New York Post

Bell ringer

Le’Veon: Tumultuous Jets tenure ‘helped’ as focus turns to boxing

- By JARED SCHWARTZ jschwartz@nypost.com

Le’Veon Bell knows his experience with the Jets ultimately helped him.

He didn’t particular­ly enjoy going through it, however.

Bell signed a four-year, $52 million contract with the Jets in 2019 after five standout seasons as a star NFL running back with the Steelers ended in a contract dispute. He surpassed 1,200 total yards from scrimmage and had at least eight total touchdowns in four of those five seasons, and was named First-Team All-Pro twice.

With the Jets, on the other hand, he struggled on a 7-9 squad under head coach Adam Gase. He recorded 1,250 yards from scrimmage, but had just 789 rushing yards on 3.2 yards per carry, and failed to surpass 100 rushing yards in any of the 15 games he played. He recorded four total touchdowns.

Just five weeks into Bell’s second season with the team, new general manager Joe Douglas cut him after he was unable to find a trade partner.

Gase, who was fired after the 2020 season, reportedly opposed signing Bell from the outset, and ex-general manager Mike Maccagnan ended up being fired just two months after the running back was signed.

The rocky relationsh­ip between Gase and Bell played out publicly, and came to a boiling point prior to his release. During training camp that year, after Gase told reporters he held Bell out of an intrasquad scrimmage due to a tight hamstring, the running back posted on Twitter that he had no such injury. That prompted a sitdown between the two.
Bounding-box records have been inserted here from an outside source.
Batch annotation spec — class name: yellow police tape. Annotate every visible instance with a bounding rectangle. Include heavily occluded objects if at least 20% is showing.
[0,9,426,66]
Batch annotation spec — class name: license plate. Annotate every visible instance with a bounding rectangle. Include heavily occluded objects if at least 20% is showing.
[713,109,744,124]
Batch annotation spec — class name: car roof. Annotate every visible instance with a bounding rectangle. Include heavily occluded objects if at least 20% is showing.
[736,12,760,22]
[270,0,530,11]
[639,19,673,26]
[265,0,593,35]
After a 30-10 loss to the Cardinals on Oct. 11, 2020, Gase denounced Bell’s decision to like various tweets suggesting he was being misused in the offense.
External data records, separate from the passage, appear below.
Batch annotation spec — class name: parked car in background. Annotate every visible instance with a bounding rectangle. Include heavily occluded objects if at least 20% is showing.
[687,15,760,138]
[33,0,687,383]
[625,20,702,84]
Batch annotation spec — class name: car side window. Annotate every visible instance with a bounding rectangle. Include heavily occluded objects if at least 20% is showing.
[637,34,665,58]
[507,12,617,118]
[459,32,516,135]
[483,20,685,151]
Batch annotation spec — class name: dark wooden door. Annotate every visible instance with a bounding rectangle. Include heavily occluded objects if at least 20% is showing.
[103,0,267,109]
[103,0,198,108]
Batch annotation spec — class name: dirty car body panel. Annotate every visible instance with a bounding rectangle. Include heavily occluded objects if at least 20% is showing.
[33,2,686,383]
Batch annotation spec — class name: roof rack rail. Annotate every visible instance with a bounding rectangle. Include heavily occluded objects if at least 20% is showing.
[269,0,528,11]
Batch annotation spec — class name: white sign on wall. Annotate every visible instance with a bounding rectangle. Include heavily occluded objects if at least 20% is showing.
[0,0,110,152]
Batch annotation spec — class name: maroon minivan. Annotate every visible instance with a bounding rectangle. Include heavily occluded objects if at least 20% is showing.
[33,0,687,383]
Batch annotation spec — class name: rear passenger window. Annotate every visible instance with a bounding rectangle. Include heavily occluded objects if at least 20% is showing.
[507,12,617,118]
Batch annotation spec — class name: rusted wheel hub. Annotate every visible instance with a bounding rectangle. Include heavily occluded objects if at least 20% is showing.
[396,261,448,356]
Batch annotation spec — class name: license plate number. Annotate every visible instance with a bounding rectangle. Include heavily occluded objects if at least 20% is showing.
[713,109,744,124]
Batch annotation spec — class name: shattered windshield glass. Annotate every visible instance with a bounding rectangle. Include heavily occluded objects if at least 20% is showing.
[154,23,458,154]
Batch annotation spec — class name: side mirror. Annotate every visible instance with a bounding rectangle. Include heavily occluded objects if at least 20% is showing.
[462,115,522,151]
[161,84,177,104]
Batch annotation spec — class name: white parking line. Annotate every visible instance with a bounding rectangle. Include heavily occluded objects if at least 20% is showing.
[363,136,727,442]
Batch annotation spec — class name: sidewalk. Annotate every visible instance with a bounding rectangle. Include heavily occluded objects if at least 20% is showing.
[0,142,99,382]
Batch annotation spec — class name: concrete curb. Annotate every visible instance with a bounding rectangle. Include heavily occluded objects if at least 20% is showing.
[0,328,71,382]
Now two years removed, Bell said he sees his Jets tenure as necessary to his identity.

“It is what it is,” Bell told The Post as he prepared to make his profession­al boxing debut Saturday night (9 p.m., Showtime PPV) in a four-round cruiserwei­ght bout with former MMA fighter Uriah Hall in Glendale, Ariz. “Obviously I think it helped form [me] to where I am today. So I don’t regret not a day that went by that I was with New York. At the time, during the time when I was there, obviously I was upset with the way things were going, the coaches, things like that, that’s why my time there wasn’t that long, I wasn’t very happy there. But, I think that all kind of helped me transpire to where I am today.”
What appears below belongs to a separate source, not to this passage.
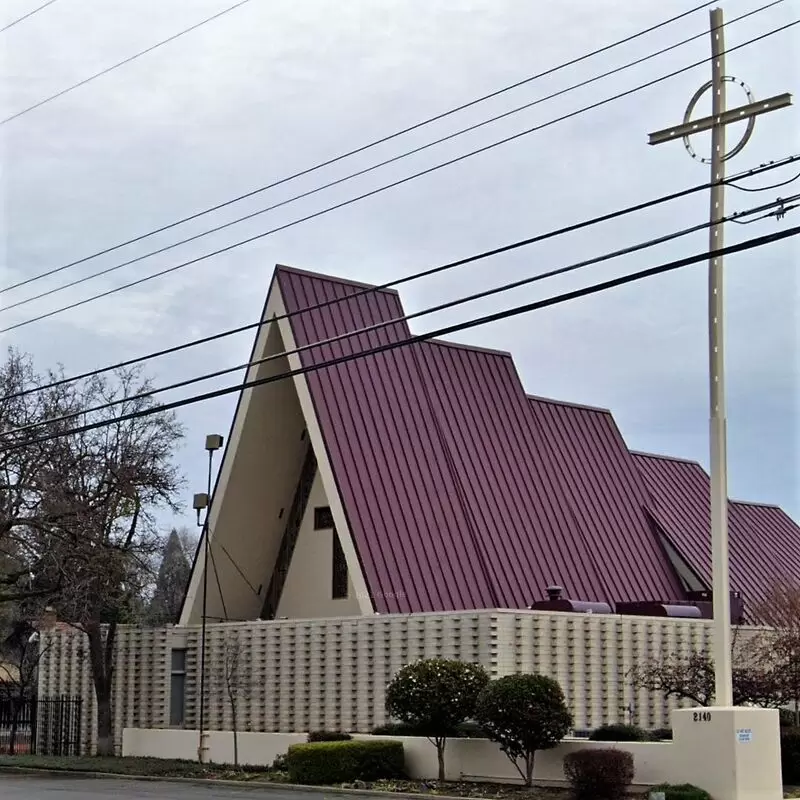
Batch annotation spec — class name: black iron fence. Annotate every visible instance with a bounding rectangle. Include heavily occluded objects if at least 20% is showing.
[0,697,82,756]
He shares a similar sentiment toward his time with the Steelers, which also ended in controvers­y. Unable to agree to a longterm deal, and refusing to play on the franchise tag, Bell infamously held out and missed the entire 2018 season. When he signed with the Jets a year later, he notably received less money than he had demanded from, and had been offered by, the Steelers. Given another chance, he wouldn’t change a thing. “I’m at peace with it,” Bell said. “I’m good. I just feel like I’ve moved on. I understand all those things that happened in my football career, and leading up to this moment, it’s all been helpful and I needed it all. I needed to embrace it all to help me be who I am today.”

After the Jets released him, Bell finished the 2020 season with the Chiefs before playing briefly with both the Ravens and Buccaneers last year. He has not attempted to play since.

Although he embraces his Jets tenure, his former team’s fast start this year has gone unnoticed as Bell “has not watched a second of football.” Entirely caught up with his new career inside the ring, Bell has left his previous career — and so much of what dominated his life — behind, instead carrying football’s lessons to his new endeavor.

“All the way [committed to boxing], 100 percent,” Bell said. “There’s really no turning back. I’ve been getting offers and calls about trying to join a team and there’s been offers on the table, and I obviously haven’t been entertaini­ng anything because of where I am now and how I feel. I don’t want to take that chance of even veering off my focus of boxing. So I haven’t even entertaine­d trying to join the NFL or anything like that. I’ve just been solely focused on boxing, and I haven’t even been paying attention to football at all.”